Kesan normal juga ditangkap Yohanes. Pasien rawat inap itu mengaku selama tenaga medis berunjuk rasa, pelayanan di rumah sakit ini berjalan normal.
"Mungkin mereka membagikan dengan shift-shiftan," ia menduga.
Baca Juga
Advertisement
Sepekan ini, sudah tiga kali tenaga medis di RSUD Abepura berdemonstrasi meminta Direktur RSUD Abepura Yohanes Manansang mundur. Mereka sempat turun ke jalan dan mendatangi sejumlah instansi, termasuk Dinas Kesehatan Papua.
"Dia tipe pemimpin yang arogan. Kami terus menerus diintimidasi dan tak dihargai. Di dalam kepemimpinannya, Manansang selalu mengadu domba dokter atau perawat dengan pasien. Ini bagaimana?" kata Lili Wanane SpOG dalam orasinya di pelataran Kantor Dinas Kesehatan Papua, Rabu 24 Februari 2016.
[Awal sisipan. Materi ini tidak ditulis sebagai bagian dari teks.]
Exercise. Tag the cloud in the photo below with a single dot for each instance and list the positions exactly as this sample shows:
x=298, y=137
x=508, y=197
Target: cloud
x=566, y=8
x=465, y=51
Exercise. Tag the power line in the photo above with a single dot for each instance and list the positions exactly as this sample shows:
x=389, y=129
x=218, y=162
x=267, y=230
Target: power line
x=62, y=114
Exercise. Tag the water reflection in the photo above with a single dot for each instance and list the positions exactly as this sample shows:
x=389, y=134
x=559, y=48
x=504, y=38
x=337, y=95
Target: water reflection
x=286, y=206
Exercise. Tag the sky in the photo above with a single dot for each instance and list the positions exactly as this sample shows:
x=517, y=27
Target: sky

Kekesalan tenaga medis tak hanya itu. Manansang dituding selalu ikut campur dalam proses di ruang bersalin. Bahkan, ia juga memberikan catatan pada pasien. Padahal, yang berhak memberikan catatan adalah dokter yang merawat pasien tersebut.
"Dia sudah mengintervensi para dokter. Jika ini terus dibiarkan, kami merasa tak dihargai dan lebih baik kami keluar dari rumah sakit itu," ucap Lili.
Ulah Manansang tidak berhenti di situ. Ia dituduh memindahkan pegawai seenaknya dan tak sesuai aturan. Selain itu, jasa BPJS para tenaga medis belum dibayarkan sejak Juni 2015 hingga saat ini. Paramedis juga menyebut Manansang tak terdaftar sebagai PNS di Badan Kepegawaian Nasional.
"Kami telah mengajak Manansang untuk berdialog secara baik, tetapi Manansang selalu menolak dan tak menghargai undangan ini. Bagaimana masalah ini semua mau diselesaikan?" kata Robert, seorang perawat yang sudah 10 tahun mengabdi di rumah sakit tersebut.
Dipanggil Dinkes
Aksi turun ke jalan tenaga medis kemarin diterima langsung Kepala Dinas Kesehatan Papua, Aloysius Giyai. Ia mengaku tak berwenang mengganti pimpinan di RSUD Abepura. Namun, ia berjanji untuk membawa dan membicarakan aspirasi tersebut kepada Gubernur Papua Lukas Enembe.
"Saya akan membawa perwakilan tenaga medis ini di dalam pertemuan dengan gubernur nanti, 1-2 hari ke depan," ujar Aloysius.
Aloysius mengatakan sudah sempat memanggil Manansang saat baru menjabat 6 bulan. Pemanggilan itu disebabkan adanya pengaduan tentang kinerja Manansang yang tak sesuai dengan aturan.
"Saya sampai peringatkan dia seperti anak kecil. Beliau juga berjanji tidak akan mengulanginya kembali. Tetapi, kejadian ini terulang dan tak bisa didiamkan," ucap Aloysius.
Ditemui terpisah, Manansang menyatakan para tenaga medis boleh saja berunjuk rasa. Apalagi, unjuk rasa yang dilakukan para tenaga medis tidak mengganggu jalannya pelayanan di rumah sakit pemerintah itu.
"Jika ada yang berani menggangu pelayanan ini, maka akan langsung berhadapan dengan saya," kata Manansang kepada Liputan6.com, Kamis (25/2/2016).
Manansang membantah tudingan dirinya melalaikan tugas. Ia justru menuding balik para tenaga medis yang berunjuk rasalah yang meninggalkan tugas.
"Saya selalu ada di kantor. Saya bekerja sampai malam. Kemarin saya bertemu Unit Percepatan Pembangunan Kesehatan Papua (UP2KP) terkait unjuk rasa ini. Justru mereka demo pada jam kerja berarti mereka meninggalkan pekerjaan," ucap Manansang.